With autumn just around the corner it’s a great time to get a head start on your autumn and winter vegetable garden!
If you haven’t already it’s a great idea to start planning your winter crops now for how you would like them roughly arranged in the garden, so you can sow some seeds in trays and get a head start on your productive winter wonderland.
In the meantime keep enjoying the delicious harvests from your summer garden, plus don’t forget to keep on top of any weeds that may have popped up and need attending to.
What to sow in March and beyond
There are many vegetables that are great for planting as the weather begins to cool over the next few months.
If you’re a fan of leafy greens we have a range of popular options including Cabbage Tatsoi, Cress American Upland, Kale Cavolo Nero, Lettuce Little Gem, Spinach Perpetual, and Fordhook Giant Beet (also known as Silverbeet or Swiss Chard).
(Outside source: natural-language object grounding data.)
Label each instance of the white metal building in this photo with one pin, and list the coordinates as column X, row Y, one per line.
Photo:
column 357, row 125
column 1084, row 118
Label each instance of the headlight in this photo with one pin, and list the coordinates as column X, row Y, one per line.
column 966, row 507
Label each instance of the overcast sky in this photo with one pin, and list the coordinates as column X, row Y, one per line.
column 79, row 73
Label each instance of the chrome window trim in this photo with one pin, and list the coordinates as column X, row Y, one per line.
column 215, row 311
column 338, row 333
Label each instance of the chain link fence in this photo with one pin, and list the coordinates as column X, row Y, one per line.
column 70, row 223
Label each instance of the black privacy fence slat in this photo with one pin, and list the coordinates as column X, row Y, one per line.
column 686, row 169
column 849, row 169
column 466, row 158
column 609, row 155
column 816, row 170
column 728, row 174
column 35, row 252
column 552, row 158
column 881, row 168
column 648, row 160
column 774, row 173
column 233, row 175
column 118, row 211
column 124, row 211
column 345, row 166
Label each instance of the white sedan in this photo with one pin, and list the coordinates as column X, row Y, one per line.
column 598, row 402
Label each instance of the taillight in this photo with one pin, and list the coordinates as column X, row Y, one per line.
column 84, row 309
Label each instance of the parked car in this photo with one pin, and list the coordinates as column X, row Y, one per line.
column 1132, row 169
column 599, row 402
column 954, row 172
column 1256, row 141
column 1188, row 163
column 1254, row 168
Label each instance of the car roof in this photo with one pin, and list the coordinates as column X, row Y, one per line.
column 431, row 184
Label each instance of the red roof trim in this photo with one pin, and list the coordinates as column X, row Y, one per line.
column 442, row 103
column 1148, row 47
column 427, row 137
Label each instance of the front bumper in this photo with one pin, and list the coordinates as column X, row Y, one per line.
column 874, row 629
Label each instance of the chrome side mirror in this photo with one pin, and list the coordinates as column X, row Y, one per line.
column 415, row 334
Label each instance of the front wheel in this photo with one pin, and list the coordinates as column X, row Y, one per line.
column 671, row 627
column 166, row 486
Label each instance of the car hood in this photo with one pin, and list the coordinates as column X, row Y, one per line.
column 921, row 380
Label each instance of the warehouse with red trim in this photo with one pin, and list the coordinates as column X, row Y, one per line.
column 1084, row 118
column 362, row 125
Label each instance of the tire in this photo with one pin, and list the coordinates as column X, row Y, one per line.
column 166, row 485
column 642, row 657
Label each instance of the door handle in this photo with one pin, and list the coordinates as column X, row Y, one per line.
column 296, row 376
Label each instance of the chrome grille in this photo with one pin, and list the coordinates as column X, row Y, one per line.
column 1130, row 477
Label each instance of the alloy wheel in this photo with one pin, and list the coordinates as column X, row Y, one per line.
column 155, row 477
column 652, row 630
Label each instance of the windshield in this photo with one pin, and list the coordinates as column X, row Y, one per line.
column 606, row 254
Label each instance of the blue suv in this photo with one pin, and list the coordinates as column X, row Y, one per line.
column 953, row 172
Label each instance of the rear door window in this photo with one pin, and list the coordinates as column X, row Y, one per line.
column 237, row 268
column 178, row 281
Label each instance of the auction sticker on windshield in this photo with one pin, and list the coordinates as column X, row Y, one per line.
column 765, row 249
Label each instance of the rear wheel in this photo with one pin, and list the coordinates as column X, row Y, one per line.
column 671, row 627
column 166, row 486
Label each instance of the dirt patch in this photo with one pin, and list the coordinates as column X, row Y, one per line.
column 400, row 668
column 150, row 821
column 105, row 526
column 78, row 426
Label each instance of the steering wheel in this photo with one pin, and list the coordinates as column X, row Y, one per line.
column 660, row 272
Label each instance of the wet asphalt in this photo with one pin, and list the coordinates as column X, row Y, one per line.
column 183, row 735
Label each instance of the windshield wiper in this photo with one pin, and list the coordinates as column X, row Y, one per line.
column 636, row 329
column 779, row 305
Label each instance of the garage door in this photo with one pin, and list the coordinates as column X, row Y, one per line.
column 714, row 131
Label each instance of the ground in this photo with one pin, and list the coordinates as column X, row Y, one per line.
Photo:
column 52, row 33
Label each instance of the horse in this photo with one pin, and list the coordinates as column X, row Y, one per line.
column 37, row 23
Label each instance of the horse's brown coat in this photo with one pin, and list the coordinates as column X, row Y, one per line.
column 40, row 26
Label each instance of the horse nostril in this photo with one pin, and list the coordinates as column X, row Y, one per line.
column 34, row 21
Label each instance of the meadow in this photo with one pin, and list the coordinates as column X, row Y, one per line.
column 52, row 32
All of these varieties are ideal for use as baby leaf and can be harvested as required to provide you with a sustained harvest for many weeks.
Pea WF Massey the classic garden pea in NZ is another popular variety for the cooler weather, along with highly versatile Spring Onions like our top selling White Lisbon. Other great options include root vegetables like Beetroot Detroit Dark Red (typically ready to harvest in about 60 days), or Carrot Topweight, both of which are regarded for their bountiful and delicious harvests.
While root vegetables are typically best sown direct, most leafy greens can be sown into trays for transplanting into your garden a few weeks later. Many gardeners favour the use of transplanting over sowing direct, as it allows better dependability and control over the initial growing conditions. Leafy greens are generally loved by garden pests like snails too, and so transplanting can help to prevent this being an issue.
By sowing into trays and then transplanting out once the seedlings have several true leaves, you can enhance your rates of success while also having more accuracy over where each seedling grows.
Harvest, harvest, harvest
Remember to keep harvesting regularly from your summer garden to encourage more fruiting and extend your harvesting period.
Continue picking your tomatoes and pinching out any late growing laterals so the plant’s energy goes into the fruit rather than leaves.
If you are growing eggplants they should be picked once their glossy skin deepens in colour but before the fruit softens (as it can start to go a little bitter).
Pumpkin vines will typically start to die back with their leaves turning yellow and drying up to indicate that your pumpkins are fully mature. If you want to be extra sure each pumpkin is ready, a ripe pumpkin should produce a hollow sound when knocked solidly with your knuckle, so give it a quick knock test before cutting it off the vine.
Watermelons are much the same but also pay attention to the pale coloured patch underneath the melon, as even if it doesn’t sound hollow when knocked the watermelon is ready to eat when its sitting spot has turned yellow.
Finally, as your summer garden comes to its natural end for this season, don’t forget to clear out dead plants so you can make room for your fresh autumn seedlings.
It can be easy to forget about your autumn and winter garden when summer produces many of our favourites, but getting the jump on the cold weather and shorter sunlight days will pay you back with beautiful homegrown harvests that you’ll appreciate in time to come.